We collected 24 aliquots of fasting serum, 24 aliquots of fasting plasma EDTA, 8 aliquots of fasting citrate plasma, four aliquots of fasting heparin plasma, 8 aliquots of urine, 12 ml whole EDTA blood, two aliquots of buffy coat and approximately 50gr of stool from each participant. All biological materials are stored at -80°C in Ultra-Low Temperature Freezers from Thermo Fischer Scientific™.
2.6. Quality control
During the course of the study, several measures of quality control were implemented. In the first phase of the study, all data manually entered in EvaSys was checked for accuracy. With rising numbers of participants and data sets, only randomly selected data of single participants were checked in detail. The first major quality control was conducted after recruitment of 6,000 subjects. Here, data was checked for plausibility via determination of threshold values. If data exceeded defined thresholds, the raw-data were consulted again. Additionally, duplicate observations were deleted and missing values were completed if possible.

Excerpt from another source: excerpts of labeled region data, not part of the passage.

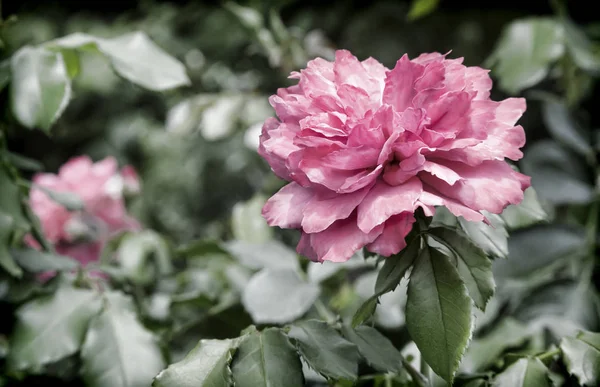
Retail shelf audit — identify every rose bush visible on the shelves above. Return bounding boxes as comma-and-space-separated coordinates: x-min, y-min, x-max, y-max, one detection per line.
259, 50, 530, 262
27, 156, 140, 265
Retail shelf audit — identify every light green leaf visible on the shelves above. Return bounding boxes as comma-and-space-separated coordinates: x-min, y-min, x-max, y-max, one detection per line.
521, 140, 594, 204
460, 317, 529, 373
223, 240, 299, 270
0, 212, 23, 278
560, 332, 600, 386
342, 325, 402, 372
231, 328, 304, 387
8, 286, 101, 371
231, 195, 273, 243
542, 97, 594, 157
152, 337, 244, 387
47, 31, 190, 91
406, 248, 473, 383
33, 185, 85, 211
10, 47, 71, 131
375, 238, 420, 295
11, 249, 79, 273
242, 269, 320, 324
351, 295, 379, 328
486, 17, 565, 94
406, 0, 440, 21
493, 224, 585, 278
428, 227, 496, 310
562, 18, 600, 72
458, 213, 508, 258
289, 320, 358, 380
493, 358, 550, 387
501, 187, 548, 229
81, 293, 165, 387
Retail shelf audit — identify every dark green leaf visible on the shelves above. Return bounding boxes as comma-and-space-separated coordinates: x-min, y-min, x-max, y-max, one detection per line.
11, 249, 79, 273
342, 325, 402, 372
487, 17, 564, 94
458, 217, 508, 258
493, 224, 585, 278
501, 187, 548, 230
375, 238, 420, 295
231, 195, 273, 243
560, 332, 600, 386
494, 358, 550, 387
521, 140, 594, 204
0, 212, 23, 278
242, 269, 320, 324
406, 248, 473, 383
48, 32, 190, 91
407, 0, 440, 21
152, 337, 244, 387
8, 286, 101, 371
429, 227, 496, 310
81, 293, 165, 387
34, 185, 85, 211
289, 320, 358, 380
542, 97, 594, 156
461, 317, 529, 373
231, 328, 304, 387
352, 295, 379, 328
11, 47, 71, 131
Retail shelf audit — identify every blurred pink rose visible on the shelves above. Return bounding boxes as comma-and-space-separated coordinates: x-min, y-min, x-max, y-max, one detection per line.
26, 156, 140, 272
259, 50, 530, 262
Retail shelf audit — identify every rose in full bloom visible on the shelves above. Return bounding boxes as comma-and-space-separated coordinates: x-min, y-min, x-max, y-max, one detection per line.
26, 156, 140, 265
259, 50, 530, 262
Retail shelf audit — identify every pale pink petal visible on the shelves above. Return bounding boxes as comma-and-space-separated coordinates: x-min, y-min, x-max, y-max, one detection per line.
262, 183, 314, 228
367, 212, 415, 257
357, 178, 423, 232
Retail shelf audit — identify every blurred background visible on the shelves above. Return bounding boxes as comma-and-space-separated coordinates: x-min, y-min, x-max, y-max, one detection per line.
2, 0, 600, 247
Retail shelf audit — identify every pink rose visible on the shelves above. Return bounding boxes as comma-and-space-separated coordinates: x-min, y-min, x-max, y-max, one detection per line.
26, 156, 140, 272
259, 50, 530, 262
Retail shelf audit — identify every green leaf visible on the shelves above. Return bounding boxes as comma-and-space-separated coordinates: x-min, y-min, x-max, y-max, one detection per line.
493, 358, 550, 387
81, 293, 165, 387
47, 31, 190, 91
501, 187, 548, 229
231, 328, 304, 387
152, 337, 244, 387
406, 248, 473, 383
4, 151, 44, 172
460, 317, 529, 373
289, 320, 358, 380
0, 212, 23, 278
428, 227, 496, 310
231, 195, 273, 243
406, 0, 440, 21
486, 17, 565, 94
11, 249, 79, 273
493, 224, 585, 278
8, 286, 101, 371
10, 47, 71, 131
562, 18, 600, 73
342, 325, 402, 372
521, 140, 594, 204
223, 240, 299, 270
458, 213, 508, 258
352, 294, 379, 328
117, 230, 173, 284
375, 238, 420, 295
560, 332, 600, 386
542, 97, 594, 157
33, 184, 85, 211
242, 269, 320, 324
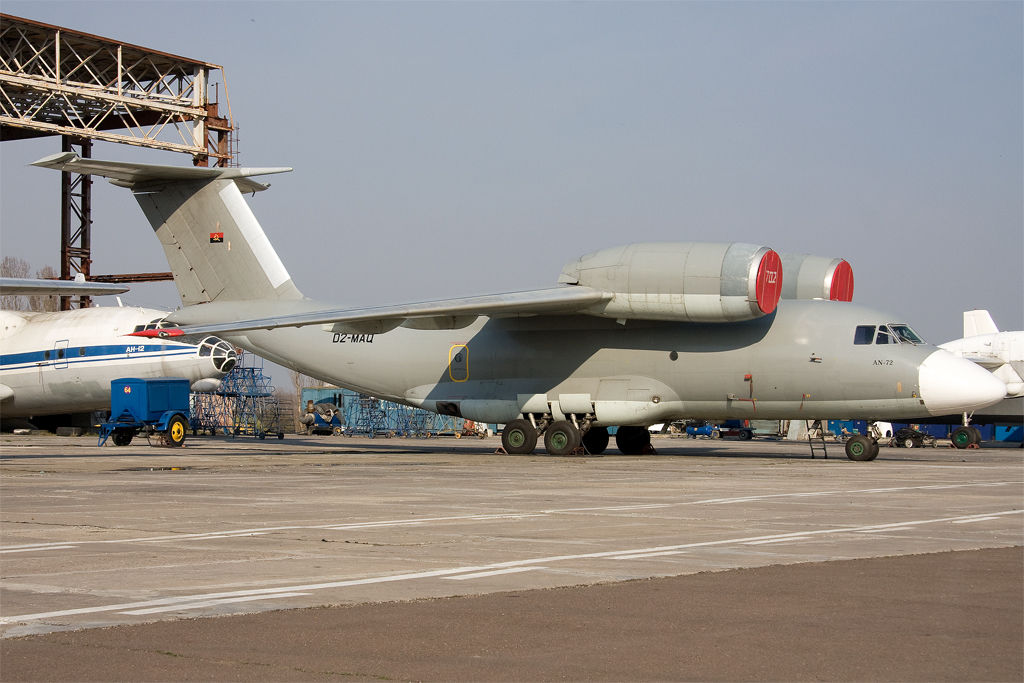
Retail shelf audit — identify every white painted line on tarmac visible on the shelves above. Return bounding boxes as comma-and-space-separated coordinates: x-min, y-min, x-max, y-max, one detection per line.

Of all the values (blood pressure and anthropometry parameters) of the 307 participants that were randomly checked for mistakes, 0.54 % were found to be faulty. In the next and for now last phase of quality control, the statistical software R [42] was used to check for internally inconsistent answers (e.g. medication without known diseases or differences in self-report and interview). In case of doubt, data values were excluded.